We conduct a detailed investigation of tempered posteriors and uncover a number of crucial and previously undiscussed points. Contrary to previous results, we first show that for realistic models and datasets and the tightly controlled case of the Laplace approximation to the posterior, stochasticity does not in general improve test accuracy. The coldest temperature is often optimal. One might think that Bayesian models with some stochasticity can at least obtain improvements in terms of calibration. However, we show empirically that when gains are obtained this comes at the cost of degradation in test accuracy. We then discuss how targeting Frequentist metrics using Bayesian models provides a simple explanation of the need for a temperature parameter $\lambda$ in the optimization objective. Contrary to prior works, we finally show through a PAC-Bayesian analysis that the temperature $\lambda$ cannot be seen as simply fixing a misspecified prior or likelihood.

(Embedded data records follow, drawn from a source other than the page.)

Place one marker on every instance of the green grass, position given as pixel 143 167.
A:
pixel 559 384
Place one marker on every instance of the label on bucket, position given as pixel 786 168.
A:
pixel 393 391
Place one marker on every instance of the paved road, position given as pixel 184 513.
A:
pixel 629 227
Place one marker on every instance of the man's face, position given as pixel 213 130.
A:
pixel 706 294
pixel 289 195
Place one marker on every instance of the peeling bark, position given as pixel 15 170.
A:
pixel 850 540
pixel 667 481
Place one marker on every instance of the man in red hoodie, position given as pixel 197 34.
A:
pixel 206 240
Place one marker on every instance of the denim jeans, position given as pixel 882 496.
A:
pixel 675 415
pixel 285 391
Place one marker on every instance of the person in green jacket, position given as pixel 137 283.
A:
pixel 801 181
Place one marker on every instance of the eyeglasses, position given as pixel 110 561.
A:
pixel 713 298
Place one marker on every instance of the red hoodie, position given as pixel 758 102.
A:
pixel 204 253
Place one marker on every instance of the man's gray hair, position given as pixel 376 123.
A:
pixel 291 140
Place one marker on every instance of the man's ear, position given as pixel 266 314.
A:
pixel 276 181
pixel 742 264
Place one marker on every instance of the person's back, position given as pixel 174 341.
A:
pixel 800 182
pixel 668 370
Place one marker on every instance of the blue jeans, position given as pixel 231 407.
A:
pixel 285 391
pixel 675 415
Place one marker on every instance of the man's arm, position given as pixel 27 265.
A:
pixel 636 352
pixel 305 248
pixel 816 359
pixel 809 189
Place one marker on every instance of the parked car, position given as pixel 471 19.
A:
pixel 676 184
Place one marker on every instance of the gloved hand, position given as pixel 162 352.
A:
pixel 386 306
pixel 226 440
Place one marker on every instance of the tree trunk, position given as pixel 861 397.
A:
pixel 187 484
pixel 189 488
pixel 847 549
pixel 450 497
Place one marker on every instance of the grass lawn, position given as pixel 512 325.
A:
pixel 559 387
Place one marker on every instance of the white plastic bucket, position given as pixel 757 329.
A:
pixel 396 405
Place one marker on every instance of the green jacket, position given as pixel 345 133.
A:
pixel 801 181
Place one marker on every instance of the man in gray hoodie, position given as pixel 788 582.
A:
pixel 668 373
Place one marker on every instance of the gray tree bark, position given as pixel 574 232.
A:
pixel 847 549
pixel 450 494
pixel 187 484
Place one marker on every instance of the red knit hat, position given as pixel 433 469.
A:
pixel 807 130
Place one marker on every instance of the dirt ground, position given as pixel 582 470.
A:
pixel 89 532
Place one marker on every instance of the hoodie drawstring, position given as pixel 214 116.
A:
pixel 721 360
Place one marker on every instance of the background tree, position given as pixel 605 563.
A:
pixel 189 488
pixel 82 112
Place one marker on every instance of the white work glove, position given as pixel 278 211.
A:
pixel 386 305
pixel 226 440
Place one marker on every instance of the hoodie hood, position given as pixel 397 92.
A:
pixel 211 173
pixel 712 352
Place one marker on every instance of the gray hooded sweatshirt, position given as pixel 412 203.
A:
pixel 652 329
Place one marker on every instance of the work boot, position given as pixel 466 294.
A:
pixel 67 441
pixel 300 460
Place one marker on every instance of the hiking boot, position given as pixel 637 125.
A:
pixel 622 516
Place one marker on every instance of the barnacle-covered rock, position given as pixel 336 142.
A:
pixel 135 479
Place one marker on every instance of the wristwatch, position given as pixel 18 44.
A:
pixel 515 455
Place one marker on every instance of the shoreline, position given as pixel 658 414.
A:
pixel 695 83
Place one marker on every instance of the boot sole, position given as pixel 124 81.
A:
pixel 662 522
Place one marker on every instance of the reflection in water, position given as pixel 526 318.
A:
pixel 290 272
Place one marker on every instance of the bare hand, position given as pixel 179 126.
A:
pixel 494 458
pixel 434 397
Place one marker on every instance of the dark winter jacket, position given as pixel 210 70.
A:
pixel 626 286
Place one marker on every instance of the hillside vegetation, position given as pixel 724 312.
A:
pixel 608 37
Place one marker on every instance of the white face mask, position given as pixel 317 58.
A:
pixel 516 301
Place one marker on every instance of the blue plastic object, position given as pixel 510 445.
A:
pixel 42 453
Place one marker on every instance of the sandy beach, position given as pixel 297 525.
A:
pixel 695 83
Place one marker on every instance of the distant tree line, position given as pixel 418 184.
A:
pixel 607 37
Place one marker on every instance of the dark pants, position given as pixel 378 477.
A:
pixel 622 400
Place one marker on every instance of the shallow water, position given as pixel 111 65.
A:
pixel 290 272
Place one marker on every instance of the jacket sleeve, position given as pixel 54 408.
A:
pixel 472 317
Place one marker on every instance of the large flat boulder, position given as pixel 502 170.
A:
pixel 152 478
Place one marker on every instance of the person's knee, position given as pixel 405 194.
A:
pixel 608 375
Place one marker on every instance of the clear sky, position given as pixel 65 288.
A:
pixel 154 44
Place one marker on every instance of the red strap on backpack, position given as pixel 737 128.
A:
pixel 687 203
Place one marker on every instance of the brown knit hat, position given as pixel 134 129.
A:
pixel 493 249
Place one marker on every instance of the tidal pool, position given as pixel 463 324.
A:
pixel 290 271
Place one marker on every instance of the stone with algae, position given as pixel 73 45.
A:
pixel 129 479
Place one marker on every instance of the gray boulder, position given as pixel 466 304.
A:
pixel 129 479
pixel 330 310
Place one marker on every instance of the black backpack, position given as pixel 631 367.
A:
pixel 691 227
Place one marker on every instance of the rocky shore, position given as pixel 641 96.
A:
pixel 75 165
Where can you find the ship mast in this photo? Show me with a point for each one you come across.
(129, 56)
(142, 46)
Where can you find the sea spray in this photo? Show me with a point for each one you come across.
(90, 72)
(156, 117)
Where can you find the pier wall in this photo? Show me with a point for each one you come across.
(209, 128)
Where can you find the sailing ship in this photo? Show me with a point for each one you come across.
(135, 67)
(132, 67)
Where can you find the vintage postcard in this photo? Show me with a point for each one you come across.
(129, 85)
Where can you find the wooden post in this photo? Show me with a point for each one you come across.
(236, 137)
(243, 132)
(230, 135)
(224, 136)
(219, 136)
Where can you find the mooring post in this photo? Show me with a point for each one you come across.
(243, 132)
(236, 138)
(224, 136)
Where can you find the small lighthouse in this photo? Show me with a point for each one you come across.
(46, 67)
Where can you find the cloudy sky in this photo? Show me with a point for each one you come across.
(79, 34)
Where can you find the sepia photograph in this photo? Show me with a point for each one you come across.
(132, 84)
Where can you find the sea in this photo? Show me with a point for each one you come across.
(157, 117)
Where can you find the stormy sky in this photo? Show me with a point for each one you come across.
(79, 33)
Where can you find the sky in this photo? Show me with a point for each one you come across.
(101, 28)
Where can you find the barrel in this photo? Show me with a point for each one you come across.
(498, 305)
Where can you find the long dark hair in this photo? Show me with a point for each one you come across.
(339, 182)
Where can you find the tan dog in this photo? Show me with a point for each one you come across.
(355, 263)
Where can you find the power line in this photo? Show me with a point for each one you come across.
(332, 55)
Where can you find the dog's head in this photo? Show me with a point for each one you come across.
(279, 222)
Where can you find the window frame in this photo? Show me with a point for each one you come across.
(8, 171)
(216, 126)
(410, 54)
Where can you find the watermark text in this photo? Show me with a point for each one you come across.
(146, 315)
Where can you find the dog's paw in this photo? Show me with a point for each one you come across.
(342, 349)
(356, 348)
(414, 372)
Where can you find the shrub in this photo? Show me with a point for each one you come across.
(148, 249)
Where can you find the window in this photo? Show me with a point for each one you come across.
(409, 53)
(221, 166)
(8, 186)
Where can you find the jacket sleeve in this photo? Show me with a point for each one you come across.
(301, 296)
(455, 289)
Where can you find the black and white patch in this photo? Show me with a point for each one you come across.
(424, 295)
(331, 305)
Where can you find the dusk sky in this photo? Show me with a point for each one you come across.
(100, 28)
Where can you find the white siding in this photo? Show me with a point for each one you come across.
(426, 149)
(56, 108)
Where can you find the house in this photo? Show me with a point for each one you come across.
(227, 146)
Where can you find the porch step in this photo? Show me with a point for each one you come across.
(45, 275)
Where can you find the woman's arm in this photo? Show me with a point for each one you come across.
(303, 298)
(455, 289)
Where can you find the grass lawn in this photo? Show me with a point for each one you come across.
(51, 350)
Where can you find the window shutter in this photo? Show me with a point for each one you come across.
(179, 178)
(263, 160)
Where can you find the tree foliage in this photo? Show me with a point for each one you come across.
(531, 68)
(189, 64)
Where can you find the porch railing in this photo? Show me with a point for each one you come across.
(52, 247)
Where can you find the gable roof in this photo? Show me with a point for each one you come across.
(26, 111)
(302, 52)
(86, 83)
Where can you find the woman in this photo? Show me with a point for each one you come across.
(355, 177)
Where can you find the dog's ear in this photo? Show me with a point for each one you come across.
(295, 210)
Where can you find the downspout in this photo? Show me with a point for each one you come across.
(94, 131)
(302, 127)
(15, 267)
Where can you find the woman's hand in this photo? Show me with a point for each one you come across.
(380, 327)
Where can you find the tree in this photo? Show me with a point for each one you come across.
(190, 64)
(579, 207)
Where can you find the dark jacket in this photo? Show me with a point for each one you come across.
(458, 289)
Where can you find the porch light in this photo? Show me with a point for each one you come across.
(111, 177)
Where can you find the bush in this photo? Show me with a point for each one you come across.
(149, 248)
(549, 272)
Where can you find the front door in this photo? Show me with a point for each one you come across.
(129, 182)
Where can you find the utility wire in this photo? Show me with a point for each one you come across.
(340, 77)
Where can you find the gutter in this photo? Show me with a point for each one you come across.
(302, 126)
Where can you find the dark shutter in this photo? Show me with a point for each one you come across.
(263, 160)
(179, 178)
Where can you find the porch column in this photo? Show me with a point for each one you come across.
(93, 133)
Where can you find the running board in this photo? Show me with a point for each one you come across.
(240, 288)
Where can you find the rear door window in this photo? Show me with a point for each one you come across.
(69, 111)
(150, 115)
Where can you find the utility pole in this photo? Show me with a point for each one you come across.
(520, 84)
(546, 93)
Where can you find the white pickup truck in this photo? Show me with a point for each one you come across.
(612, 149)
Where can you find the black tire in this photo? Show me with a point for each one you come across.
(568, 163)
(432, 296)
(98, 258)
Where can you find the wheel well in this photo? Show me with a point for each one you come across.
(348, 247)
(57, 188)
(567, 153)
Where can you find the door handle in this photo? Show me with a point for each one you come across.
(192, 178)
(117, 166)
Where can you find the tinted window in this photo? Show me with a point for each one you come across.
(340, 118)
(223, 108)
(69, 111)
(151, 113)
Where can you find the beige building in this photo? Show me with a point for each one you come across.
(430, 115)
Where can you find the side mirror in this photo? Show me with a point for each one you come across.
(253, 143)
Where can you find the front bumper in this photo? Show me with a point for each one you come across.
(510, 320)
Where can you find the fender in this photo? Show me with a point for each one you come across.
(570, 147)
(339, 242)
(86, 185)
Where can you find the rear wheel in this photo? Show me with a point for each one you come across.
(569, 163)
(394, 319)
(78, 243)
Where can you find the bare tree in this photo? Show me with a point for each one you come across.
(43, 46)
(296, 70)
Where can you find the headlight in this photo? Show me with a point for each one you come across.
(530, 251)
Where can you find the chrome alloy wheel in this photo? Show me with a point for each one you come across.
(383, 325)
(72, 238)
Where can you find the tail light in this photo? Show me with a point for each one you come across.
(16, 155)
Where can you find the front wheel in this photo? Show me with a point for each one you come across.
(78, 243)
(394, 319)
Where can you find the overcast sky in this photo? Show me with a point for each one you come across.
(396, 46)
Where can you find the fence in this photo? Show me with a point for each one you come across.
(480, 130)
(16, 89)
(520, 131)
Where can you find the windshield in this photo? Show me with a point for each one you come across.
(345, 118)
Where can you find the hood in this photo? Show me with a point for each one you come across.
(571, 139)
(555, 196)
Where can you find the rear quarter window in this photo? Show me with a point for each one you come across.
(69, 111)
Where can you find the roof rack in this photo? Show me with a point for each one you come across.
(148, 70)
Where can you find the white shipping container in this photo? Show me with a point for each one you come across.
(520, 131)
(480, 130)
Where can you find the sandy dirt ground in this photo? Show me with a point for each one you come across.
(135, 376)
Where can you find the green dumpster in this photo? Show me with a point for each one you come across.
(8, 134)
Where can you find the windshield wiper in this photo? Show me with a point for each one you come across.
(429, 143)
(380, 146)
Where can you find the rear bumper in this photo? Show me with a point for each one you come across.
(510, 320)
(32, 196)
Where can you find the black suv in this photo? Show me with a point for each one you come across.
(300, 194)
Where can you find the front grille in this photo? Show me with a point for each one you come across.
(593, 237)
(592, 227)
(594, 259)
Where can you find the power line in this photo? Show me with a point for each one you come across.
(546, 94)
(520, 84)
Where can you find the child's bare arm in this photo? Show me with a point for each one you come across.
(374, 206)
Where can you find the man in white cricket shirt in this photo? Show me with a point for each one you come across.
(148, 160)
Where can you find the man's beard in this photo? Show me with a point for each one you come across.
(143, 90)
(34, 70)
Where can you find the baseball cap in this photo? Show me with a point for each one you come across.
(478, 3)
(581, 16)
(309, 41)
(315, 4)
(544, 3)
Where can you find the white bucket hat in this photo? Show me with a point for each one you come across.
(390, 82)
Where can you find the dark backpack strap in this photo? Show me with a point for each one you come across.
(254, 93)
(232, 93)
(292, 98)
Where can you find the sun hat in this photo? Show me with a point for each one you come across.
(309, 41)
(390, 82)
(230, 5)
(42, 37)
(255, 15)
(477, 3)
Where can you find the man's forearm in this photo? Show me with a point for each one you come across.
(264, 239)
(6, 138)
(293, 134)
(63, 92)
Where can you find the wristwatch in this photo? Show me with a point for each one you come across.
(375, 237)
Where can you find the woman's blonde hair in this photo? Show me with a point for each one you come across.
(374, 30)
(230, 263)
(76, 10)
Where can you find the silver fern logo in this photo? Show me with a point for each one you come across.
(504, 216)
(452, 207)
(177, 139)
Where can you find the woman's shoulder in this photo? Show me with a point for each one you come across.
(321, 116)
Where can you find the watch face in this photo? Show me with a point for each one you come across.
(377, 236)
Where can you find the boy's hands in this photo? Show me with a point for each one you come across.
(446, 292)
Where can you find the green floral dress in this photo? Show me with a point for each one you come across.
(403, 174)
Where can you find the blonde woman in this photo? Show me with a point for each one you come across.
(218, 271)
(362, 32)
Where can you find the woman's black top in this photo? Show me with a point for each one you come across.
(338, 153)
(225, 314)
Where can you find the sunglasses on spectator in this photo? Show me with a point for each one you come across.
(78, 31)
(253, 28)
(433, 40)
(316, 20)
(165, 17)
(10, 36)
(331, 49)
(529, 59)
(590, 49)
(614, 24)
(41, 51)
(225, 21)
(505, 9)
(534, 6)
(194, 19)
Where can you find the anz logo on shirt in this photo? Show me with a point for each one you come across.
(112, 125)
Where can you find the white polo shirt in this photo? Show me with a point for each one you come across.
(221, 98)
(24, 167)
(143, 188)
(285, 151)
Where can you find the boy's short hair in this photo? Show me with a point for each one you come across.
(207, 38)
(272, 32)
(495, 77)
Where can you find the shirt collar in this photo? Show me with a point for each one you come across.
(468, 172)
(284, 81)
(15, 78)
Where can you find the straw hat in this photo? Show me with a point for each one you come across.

翻译：我们对温和后验进行了详细研究，揭示了一系列先前未讨论的关键问题。首先，与以往结果相反，我们证明对于现实模型和数据集，在后验的拉普拉斯近似严格受控的情况下，随机性通常不会提升测试准确率。最冷的温度往往是最优的。人们可能认为具有一定随机性的贝叶斯模型至少可以在校准方面获得改进。然而，我们通过实证表明，当获得改进时，这是以测试准确率下降为代价的。随后，我们讨论如何利用贝叶斯模型针对频率学派指标进行优化，为优化目标中需要温度参数 $\lambda$ 提供了简单解释。与先前研究不同，我们最终通过PAC-贝叶斯分析证明，温度 $\lambda$ 不能被视为仅仅是修正了错误设定的先验或似然。